Drawing Inspiration from the I.W.W. and the Free Speech Fights 1908-1917
The working conditions at the turn of the century placed workers under incredible hardships as they faced both health and safety risks on the job. At that time, half of all worker deaths occurred in two industries—coal mining and railroading. Around 1900 between 25-35,000 deaths and one million injuries per year occurred on industrial jobs. In the Pacific states a lumberyard or camp worker earned on the average 14 cents an hour with working hours averaging 61 per week. Employees had to sign a contract to waive all rights to damages in case of injury or death. Migratory workers depended on hopping on freight cars to follow employment opportunities across. Railroads estimated that 500,000 hoboes at any given time were attempting to board the trains. Migrant workers made up a large percentage of the 24,000 trespassers who were killed and 25,00 injured on the railway lines just from 1901 to 1904.
Understanding that the root of this misery rested in the capitalist system, workers established a new kind of labor union. The Industrial Workers of the World (IWW) believed in organizing all workers. Ahead of their time, the Wobblies refused to accept the society’s racial, ethnic and class prejudices and welcomed the most dispossessed into their ranks. They possessed a revolutionary spirit which provided the catalyst to create greater democracy through worker participation.
The I.W.W. organized the free speech initiatives to prove that direct action was the mechanism to stand up to the Establishment on labor rights. The system threw every weapon at the I.W.W., and the courts, police, newspapers, even encouraging mob rule. The politicians and industrialists formed alliances to protect their business interests and profits.

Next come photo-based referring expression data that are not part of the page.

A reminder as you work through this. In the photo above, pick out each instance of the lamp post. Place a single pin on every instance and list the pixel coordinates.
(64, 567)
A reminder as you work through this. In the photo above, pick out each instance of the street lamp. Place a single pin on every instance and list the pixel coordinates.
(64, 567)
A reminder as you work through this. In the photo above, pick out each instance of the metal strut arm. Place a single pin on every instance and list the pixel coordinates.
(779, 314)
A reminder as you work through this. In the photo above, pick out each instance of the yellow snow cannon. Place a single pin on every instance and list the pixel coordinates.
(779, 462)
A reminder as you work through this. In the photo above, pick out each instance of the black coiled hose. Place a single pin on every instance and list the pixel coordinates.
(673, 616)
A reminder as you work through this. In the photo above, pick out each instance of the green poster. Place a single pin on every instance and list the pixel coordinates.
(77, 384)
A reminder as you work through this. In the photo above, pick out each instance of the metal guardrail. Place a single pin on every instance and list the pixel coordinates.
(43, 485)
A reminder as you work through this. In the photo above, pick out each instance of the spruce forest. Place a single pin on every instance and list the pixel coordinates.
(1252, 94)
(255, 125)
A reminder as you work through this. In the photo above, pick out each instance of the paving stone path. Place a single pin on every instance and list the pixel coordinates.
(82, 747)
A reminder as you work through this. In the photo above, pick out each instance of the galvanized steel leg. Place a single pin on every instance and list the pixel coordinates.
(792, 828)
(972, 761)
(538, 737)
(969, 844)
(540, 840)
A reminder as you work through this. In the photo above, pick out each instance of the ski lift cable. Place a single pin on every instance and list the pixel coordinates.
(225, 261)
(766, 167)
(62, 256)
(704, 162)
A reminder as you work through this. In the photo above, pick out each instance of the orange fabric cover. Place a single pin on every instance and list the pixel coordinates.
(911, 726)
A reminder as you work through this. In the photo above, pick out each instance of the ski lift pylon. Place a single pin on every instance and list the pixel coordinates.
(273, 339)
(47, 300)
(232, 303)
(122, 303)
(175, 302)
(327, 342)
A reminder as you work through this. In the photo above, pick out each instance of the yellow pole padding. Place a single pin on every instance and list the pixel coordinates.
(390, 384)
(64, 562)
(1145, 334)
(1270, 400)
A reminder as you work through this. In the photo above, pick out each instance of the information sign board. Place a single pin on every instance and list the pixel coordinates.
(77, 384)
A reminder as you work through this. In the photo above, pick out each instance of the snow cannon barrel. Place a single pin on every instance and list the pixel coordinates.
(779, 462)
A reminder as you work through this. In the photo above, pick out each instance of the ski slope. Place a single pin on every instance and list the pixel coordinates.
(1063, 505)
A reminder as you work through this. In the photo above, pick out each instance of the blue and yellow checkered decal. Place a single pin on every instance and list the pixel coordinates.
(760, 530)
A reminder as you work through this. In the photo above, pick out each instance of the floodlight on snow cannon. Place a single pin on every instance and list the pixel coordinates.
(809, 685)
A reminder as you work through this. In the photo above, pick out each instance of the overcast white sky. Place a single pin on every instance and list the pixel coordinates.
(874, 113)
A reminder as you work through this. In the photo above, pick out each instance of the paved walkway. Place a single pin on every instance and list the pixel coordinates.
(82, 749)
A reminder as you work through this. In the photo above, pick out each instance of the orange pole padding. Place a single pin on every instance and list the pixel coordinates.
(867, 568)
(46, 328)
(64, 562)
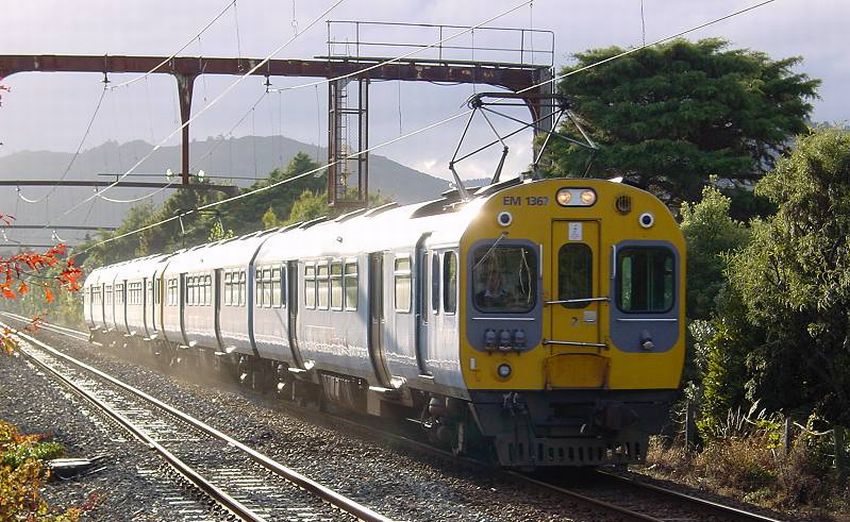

The public sometimes becomes confused with the rhetoric and propaganda of I.W.W. opponents who claimed that the organization despised the Constitution and rejected traditional American values and ideals. To understand this criticism it is important to differentiate between economic and political systems. Capitalism is an economic system, and the U.S. Constitution provides no support for any economic system. The I.W.W. rejected the elitist business interests of the capitalistic class in favor of workers. Elites labeled the I.W.W. unpatriotic because the membership refused to fight against their fellow workers in other countries. Translated: the I.W.W. is a bastion of democratic principles and follows an ethical philosophy of the highest calling: to join in solidarity with all workers and put an end to war.